One Button. That much damage…

.#BuffTusk

Tusk’s gameplan is kind of obvious more quickly than other characters, and he’s got good damage so you don’t have to be right with that gameplan as often to win.

But his buttons are still massively slow, he doesn’t really have high-low mixups, and you have to DP every jump or else he has to deal with pressure. While I haven’t tested, I imagine his bigger hitbox makes him hate having to deal with some meaty crossup stuff. I imagine he has a really hard time against some zoners/hit-and-run characters.

But I mean… the guy has to press 25 frame buttons (or worse) often in neutral. If you block them, he’s at least minus frames, if not punishable in several situations. No matter how good his damage is, that type of thing has a lot of holes in it.

It’s really common to say “patch the easy day 1 stuff” in a fighting game, because it’s frustrating, but this type of thing very clearly will not be as good in a month or two.

Relating to the OP, I like that back stab does 22% unbreakable. That move looks like it should hurt, and it does.

3 Likes

His buttons may be slow, but combining them with the whole of his moveset, especially with the use of his combo trait produces what feels like a very mindless playstyle.

At any rate, I’m not calling for anyone to “patch” anything, but I do hope that it will be observed with due diligence it deserves because there seems to be what feels like oversights in his design. Maybe they are smaller than I’m picturing them, and I’m simply not used to the match up (which is a fair statement to make). However, I do feel there is something within his gameplan worth observing to see whether or not it was properly operating and not overpowered.

Also, his dash into slide, much like Sabrewulf’s sliding slash move, does make for a decent high-low mixup. It does seem slower than Sabrewulf’s though, and is definitely punishable on block, so there is a decent risk to it, but it’s definitely fair if you get hit by it.

I will agree though, given the huge startup and timing of forward MP, I do feel like the 22% is justified. I have no issue with that at all.

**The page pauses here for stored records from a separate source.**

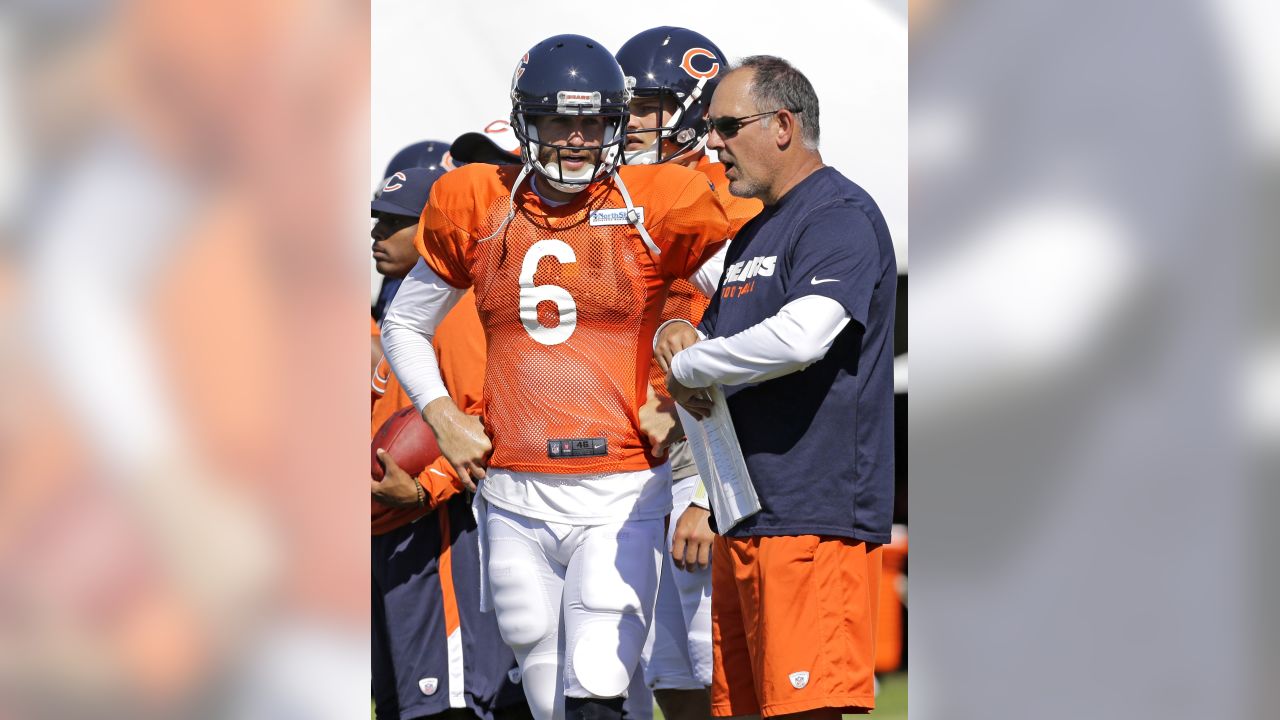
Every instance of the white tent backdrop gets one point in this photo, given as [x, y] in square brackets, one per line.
[440, 69]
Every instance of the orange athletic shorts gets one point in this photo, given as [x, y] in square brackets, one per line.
[794, 624]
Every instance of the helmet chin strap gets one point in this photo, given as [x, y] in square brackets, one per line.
[643, 156]
[634, 217]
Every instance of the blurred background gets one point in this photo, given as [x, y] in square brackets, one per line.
[1093, 437]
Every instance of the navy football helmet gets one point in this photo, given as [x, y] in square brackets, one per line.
[677, 64]
[570, 74]
[430, 154]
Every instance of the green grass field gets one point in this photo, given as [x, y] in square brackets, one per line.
[891, 703]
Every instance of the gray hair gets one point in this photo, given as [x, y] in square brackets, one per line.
[777, 83]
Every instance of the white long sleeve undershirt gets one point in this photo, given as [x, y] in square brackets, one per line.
[796, 337]
[420, 304]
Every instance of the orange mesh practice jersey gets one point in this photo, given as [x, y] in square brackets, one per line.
[684, 300]
[568, 297]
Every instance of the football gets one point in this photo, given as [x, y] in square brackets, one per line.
[407, 438]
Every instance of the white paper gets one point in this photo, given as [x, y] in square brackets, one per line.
[720, 463]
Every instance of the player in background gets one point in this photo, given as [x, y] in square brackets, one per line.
[434, 654]
[675, 73]
[571, 258]
[433, 155]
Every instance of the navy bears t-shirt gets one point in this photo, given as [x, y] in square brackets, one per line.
[818, 443]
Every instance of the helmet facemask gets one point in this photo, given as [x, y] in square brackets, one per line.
[607, 153]
[670, 140]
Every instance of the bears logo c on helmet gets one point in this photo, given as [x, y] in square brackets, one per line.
[686, 63]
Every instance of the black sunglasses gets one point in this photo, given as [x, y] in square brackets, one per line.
[728, 127]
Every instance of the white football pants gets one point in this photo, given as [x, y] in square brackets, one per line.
[597, 582]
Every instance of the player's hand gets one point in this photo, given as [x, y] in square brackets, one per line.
[696, 401]
[673, 338]
[658, 422]
[397, 488]
[461, 438]
[691, 543]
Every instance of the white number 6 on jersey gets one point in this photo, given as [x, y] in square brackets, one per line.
[530, 294]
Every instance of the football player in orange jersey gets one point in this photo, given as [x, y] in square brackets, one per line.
[570, 273]
[673, 73]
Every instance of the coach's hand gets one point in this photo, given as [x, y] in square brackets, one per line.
[461, 438]
[691, 543]
[695, 400]
[659, 424]
[673, 338]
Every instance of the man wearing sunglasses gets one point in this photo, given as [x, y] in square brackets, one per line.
[673, 73]
[800, 337]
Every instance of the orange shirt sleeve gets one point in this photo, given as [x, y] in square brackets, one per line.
[693, 228]
[442, 241]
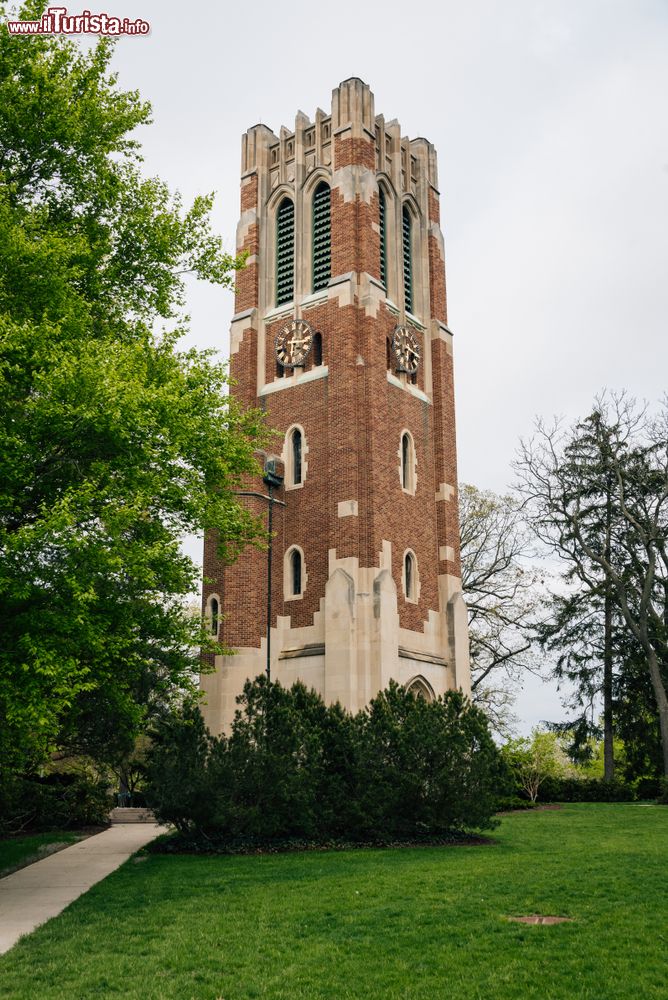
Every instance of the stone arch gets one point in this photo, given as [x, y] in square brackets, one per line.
[421, 688]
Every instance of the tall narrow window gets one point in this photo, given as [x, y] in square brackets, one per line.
[296, 572]
[383, 238]
[317, 349]
[322, 237]
[409, 575]
[408, 261]
[405, 461]
[296, 457]
[214, 609]
[285, 252]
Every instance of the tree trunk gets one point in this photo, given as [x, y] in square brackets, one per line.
[662, 704]
[608, 742]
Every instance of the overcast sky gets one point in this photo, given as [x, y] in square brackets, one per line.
[549, 120]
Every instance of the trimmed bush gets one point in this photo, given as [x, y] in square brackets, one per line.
[295, 769]
[584, 790]
[29, 803]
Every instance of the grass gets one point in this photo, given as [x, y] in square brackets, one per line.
[411, 924]
[16, 852]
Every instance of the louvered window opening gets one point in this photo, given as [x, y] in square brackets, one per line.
[296, 571]
[296, 458]
[408, 262]
[383, 244]
[322, 237]
[285, 252]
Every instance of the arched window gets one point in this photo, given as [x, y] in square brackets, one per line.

Yeah, he has some mix up potential but both the low and the overhead are punishable on block. I think the overhead can be stuffed too, so it’s not useful as a close range mix up. These only really work after you have conditioned your opponent to be working around your massive sword swings and not be jumping into your face.

If you are patient and have good defense, Tusk has a hard time getting a combo started. Sure, you take chip damage but you aren’t going to get chipped out while waiting for Tusk to do something punishable. The tricky part is knowing when to initiate your offense and I think people are going to figure this out with a little more experience.

He is very vulnerable to this and it shows up in the matchup with Rash and Shago, in my experience. His DP is useless in my hands unless the opponent is jumping in from mid range (which is where they never really want to be with Tusk). However, I find that his c.HP sweeps back over his body fast enough that if you are expecting a cross up you will hit them before they hit you. I haven’t tested this thoroughly or labbed it up but it works pretty darn well “in the field” against Rash.

Kan Ra’s unblockable combos were not BS? Why is the first response to nurf, and not to learn to work around it? He is really slow, so he needs something to even it out. Just so you know I don’t even play him, but have fought him.

1 Like

Yeah, I’ve found that both crouching and standing HP tend to have this property and do well to dissuade people from using cross-ups. Cinder had an especially hard time applying cross up pressure against most Tusk players I’ve played.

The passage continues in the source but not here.